Question

Two straight lines intersect at an angle of \(120^\circ\). The radius of the curve joining the straight lines is \(500m\). The length of the long chord and mid-ordinate in meters of the curve are:

• A. \(250, 33.493\)
• B. \(500, 66.987\)
• C. \(866.025, 250\)
• D. \(500, 250\)

Hint:

The long chord is calculated using \(2R \sin (\Delta/2)\) and the mid-ordinate is computed using \(R(1 - \cos(\Delta/2))\). These formulas are essential for curve geometry in surveying.

Answer 1

The Correct Option is C

Step 1: Understanding the formula for the long chord. The length of the long chord (\(L\)) for a circular curve is given by: \[ L = 2R \sin \left(\frac{\Delta} {2}  \right) \] where: - \( R \) = 500m (radius), - \( \Delta \) = \(180^\circ - 120^\circ = 60^\circ\). 
Step 2: Calculating the long chord. \[ L = 2 \times 500 \times \sin \left(30^\circ\right) = 1000 \times 0.5 = 500m. \] 
Step 3: Computing the mid-ordinate (\(M\)).
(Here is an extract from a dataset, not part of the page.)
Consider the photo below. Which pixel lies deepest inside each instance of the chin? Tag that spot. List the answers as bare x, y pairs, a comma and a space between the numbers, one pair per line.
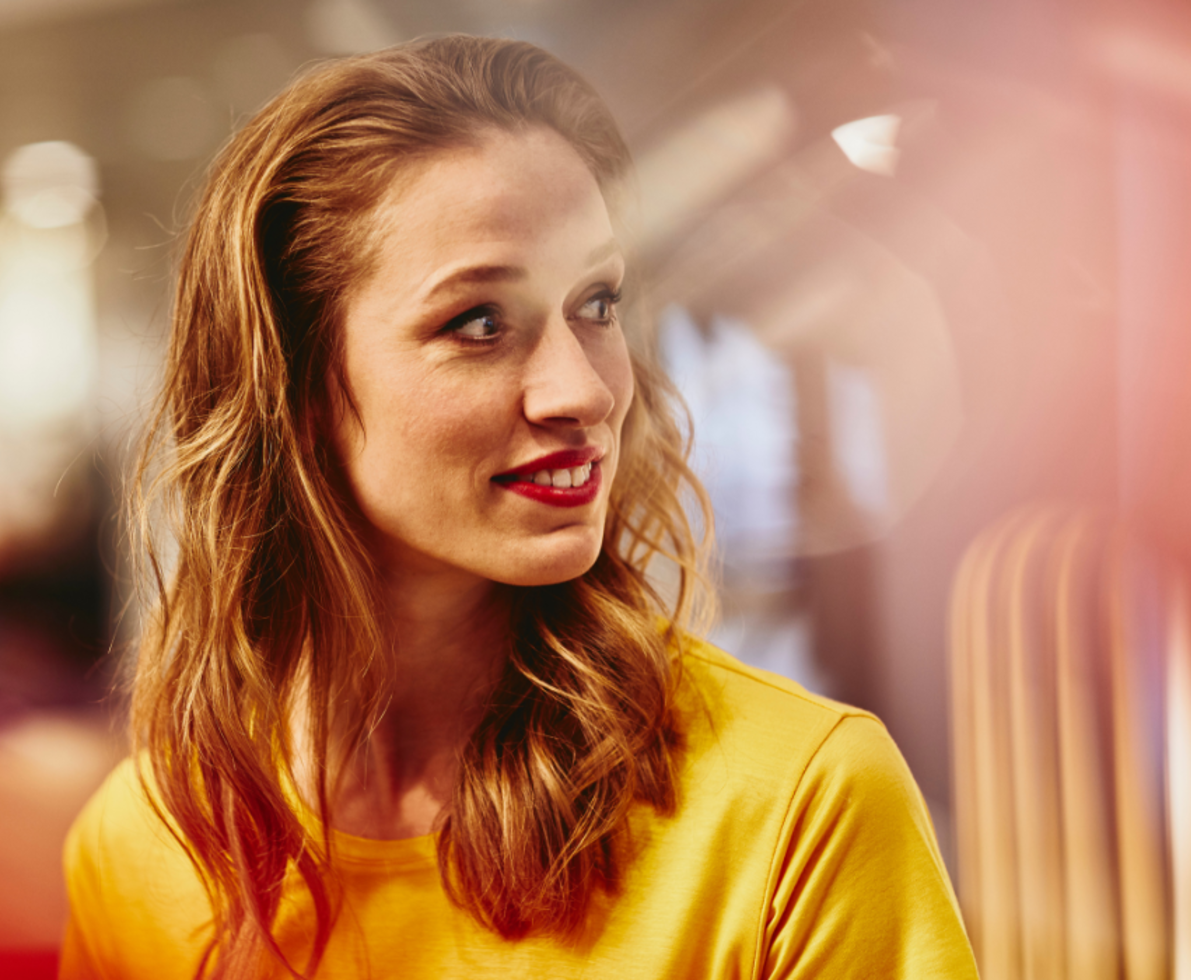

The mid-ordinate is given by: \[ M = R \left( 1 - \cos \frac{\Delta}{2}  \right) \] Substituting values: \[ M = 500 \left( 1 - \cos 30^\circ \right) = 500 \times (1 - 0.866) \] \[ M = 500 \times 0.134 = 66.987m. \] 
Step 4: Selecting the correct option. Thus, the correct values are \(866.025, 250\).